Hey how does jumping even work? That one is simple, since we have a pc variable pointing on where in the code we are executing, simply by changing the pc variable to point to another part of the code we just jumped to that part.

So for keeping track of the positions I like to do a pass on the code before we execute anything to calculate all the positions of the [s and ]s and produce a jump table, a dictionary that maps each [s to their ]s and likewise each ]s to their [s.

For that we have another function:

def compute_jump_table(instructions: str) -> dict[int, int]:
    """
    Computes a jump-table for associating the braces with their start and end positions.
    
    So for example if [ is seen at position 47 and it's ending is seen at position 80,
    the jump table will have { 47: 80, 80: 47 }, allowing either of them to know the position of the other end.
    """
    bracemap = {}
    stack = []
    
    for index, char in enumerate(instructions):
        if char == "[":
            stack.append(index)
        elif char == "]":
            start = stack.pop()
            bracemap[start] = index
            bracemap[index] = start
    
    return bracemap

Here I kept a simple stack because these [] pairs can nest within one another and a stack just felt the right way to properly keep track of them, hopefully you can understand that part.

Back to the run function at the very top of it we calculate the jump table:

jump_table = compute_jump_table(instructions)

Now it’s easy, just checking for the zero conditions as mentioned and we need to do the jump we just change pc to whatever this table maps the pc to, just watch:

case "[":
    if cells[cur_cell] == 0:
        pc = jump_table[pc]
case "]":
    if cells[cur_cell] != 0:
        pc = jump_table[pc]

And with that we have officially implemented all eight commands of brainfuck and we should be able to run pretty much any code out there.

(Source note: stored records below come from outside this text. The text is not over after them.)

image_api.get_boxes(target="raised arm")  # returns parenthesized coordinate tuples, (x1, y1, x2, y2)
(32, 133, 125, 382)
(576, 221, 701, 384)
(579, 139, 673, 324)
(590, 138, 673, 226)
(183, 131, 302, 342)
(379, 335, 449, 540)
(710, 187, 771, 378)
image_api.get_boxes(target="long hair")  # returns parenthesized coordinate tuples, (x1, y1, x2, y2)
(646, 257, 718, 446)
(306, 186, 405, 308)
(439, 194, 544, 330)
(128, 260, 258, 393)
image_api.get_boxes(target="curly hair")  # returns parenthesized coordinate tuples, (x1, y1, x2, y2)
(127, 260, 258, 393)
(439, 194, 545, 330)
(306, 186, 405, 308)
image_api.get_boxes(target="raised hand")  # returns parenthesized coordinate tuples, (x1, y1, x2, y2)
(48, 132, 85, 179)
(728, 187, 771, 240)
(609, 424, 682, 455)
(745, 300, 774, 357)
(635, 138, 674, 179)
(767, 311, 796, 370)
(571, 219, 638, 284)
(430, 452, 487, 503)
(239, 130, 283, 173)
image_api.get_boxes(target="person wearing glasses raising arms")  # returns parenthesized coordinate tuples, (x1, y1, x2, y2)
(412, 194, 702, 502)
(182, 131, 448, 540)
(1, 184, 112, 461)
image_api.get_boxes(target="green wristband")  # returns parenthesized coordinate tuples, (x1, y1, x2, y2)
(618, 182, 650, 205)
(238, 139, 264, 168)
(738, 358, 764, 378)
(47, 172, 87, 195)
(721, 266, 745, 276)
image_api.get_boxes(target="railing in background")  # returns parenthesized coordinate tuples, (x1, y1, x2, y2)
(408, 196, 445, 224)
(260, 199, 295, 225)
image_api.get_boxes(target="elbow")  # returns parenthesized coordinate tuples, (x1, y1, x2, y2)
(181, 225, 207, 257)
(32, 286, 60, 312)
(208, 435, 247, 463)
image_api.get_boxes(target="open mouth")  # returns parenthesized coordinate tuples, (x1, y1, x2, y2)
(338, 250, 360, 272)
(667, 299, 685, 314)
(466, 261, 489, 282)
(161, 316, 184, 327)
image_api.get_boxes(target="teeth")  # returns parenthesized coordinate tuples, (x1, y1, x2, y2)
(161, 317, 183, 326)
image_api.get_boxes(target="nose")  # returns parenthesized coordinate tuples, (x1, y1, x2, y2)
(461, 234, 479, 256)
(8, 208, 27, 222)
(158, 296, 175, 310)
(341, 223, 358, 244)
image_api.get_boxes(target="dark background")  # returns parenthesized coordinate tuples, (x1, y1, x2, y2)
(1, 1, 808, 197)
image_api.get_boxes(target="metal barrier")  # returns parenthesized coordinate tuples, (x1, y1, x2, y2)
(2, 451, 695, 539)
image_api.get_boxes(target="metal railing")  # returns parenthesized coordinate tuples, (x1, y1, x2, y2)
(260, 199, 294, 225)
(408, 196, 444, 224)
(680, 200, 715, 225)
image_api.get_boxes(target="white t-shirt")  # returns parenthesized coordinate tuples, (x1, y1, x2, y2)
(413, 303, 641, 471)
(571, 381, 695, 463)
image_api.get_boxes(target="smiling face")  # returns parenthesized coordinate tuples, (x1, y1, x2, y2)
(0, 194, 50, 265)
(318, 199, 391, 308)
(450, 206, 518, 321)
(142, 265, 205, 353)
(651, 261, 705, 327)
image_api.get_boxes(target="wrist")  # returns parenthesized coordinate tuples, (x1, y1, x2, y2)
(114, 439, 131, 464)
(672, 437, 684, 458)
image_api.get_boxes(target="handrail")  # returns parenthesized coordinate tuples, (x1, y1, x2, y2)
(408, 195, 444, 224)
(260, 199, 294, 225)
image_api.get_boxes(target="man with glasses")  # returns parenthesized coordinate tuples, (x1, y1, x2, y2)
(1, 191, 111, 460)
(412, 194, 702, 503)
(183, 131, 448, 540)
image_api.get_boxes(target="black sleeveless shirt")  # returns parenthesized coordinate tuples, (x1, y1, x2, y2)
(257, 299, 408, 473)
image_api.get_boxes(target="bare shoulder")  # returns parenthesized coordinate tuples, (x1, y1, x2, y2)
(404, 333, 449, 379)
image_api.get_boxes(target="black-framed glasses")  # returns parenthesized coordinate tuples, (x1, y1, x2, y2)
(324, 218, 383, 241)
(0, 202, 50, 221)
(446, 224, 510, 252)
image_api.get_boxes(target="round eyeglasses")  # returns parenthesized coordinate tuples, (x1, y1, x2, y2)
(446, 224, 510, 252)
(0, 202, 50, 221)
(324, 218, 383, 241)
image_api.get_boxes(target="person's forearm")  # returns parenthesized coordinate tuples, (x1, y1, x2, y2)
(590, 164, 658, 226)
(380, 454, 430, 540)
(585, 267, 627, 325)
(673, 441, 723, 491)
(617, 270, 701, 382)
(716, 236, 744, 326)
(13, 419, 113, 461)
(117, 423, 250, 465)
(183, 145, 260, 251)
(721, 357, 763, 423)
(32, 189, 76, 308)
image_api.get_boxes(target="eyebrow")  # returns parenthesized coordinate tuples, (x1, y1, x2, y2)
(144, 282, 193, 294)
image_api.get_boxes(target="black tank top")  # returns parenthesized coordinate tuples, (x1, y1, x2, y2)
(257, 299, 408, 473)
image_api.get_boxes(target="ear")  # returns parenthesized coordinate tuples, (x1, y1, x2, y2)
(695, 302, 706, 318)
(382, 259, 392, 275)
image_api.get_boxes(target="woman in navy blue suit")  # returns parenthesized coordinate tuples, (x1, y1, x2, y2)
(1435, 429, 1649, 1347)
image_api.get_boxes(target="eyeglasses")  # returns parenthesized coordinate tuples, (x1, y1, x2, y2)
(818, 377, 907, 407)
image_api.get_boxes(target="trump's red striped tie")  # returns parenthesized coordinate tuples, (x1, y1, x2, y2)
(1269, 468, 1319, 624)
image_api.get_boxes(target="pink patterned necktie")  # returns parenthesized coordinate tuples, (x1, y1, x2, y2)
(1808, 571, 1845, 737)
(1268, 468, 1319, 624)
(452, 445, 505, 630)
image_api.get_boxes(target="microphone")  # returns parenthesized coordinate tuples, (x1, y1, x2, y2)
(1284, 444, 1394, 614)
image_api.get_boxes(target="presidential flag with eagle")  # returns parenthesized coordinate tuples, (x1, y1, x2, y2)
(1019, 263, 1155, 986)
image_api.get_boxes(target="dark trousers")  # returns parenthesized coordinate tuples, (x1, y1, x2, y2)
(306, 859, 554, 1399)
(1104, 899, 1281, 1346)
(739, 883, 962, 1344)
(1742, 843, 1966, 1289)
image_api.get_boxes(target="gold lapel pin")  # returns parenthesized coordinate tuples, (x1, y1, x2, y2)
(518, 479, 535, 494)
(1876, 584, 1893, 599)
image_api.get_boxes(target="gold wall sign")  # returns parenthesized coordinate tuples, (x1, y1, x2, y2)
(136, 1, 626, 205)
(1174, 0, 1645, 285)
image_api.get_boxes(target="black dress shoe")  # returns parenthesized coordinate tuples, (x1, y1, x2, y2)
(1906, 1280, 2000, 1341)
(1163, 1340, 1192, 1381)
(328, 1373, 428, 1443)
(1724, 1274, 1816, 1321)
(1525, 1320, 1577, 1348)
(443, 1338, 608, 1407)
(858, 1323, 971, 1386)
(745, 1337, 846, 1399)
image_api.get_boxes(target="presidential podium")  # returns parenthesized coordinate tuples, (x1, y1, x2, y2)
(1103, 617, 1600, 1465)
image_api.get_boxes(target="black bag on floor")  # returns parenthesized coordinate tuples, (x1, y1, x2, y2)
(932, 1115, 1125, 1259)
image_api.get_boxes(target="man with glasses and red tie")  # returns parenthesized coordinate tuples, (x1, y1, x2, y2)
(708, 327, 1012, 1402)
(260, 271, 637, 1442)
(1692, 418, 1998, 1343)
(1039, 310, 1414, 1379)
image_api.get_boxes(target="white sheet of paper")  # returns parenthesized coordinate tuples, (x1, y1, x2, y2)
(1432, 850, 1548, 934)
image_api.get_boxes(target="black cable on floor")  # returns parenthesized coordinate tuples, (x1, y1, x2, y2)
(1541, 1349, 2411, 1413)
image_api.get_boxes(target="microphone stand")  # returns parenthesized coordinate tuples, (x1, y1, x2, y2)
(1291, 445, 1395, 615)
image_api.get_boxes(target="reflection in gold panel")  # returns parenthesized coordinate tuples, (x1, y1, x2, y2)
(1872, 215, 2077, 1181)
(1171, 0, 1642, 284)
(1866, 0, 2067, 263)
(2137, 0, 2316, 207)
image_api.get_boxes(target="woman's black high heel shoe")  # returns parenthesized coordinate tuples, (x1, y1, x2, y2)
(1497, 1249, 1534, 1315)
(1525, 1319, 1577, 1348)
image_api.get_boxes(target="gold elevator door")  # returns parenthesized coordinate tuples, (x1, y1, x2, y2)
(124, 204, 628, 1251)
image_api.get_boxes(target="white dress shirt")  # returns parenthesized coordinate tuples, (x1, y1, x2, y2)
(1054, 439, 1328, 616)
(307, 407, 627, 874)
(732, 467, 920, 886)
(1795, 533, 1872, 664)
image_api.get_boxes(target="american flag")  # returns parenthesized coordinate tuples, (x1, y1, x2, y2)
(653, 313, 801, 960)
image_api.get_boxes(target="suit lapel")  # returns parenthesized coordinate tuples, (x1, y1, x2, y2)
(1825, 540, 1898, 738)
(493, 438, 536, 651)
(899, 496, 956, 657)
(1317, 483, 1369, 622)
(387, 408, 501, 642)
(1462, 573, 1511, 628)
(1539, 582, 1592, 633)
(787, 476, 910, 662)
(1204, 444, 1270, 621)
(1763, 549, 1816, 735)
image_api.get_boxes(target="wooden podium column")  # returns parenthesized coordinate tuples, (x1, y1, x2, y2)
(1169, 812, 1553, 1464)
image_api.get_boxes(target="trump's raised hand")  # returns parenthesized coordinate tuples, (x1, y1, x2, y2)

Let’s try a Hello, World, here’s an example from Wikipedia, put this into hello.bf

++++++++[>++++[>++>+++>+++>+<<<<-]>+>+>->>+[<]<-]>>.>---.+++++++..+++.>>.<-.<.+++.------.--------.>>+.>++.

And run python bf.py hello.bf and if everything goes well it should print out Hello World! how exciting!

Conclusion

I hope you learned something new, I’ve also uploaded the final code to a GitHub Gist here so you can see the complete program.

Writing a Brainfuck interpreter is a great exercise and I recommend trying to do this on a different language that you may be learning, it also teaches the basic structure of a virtual machine with the concepts like program counter and such which some of the real programming languages that execute on a virtual machine also uses similar concepts.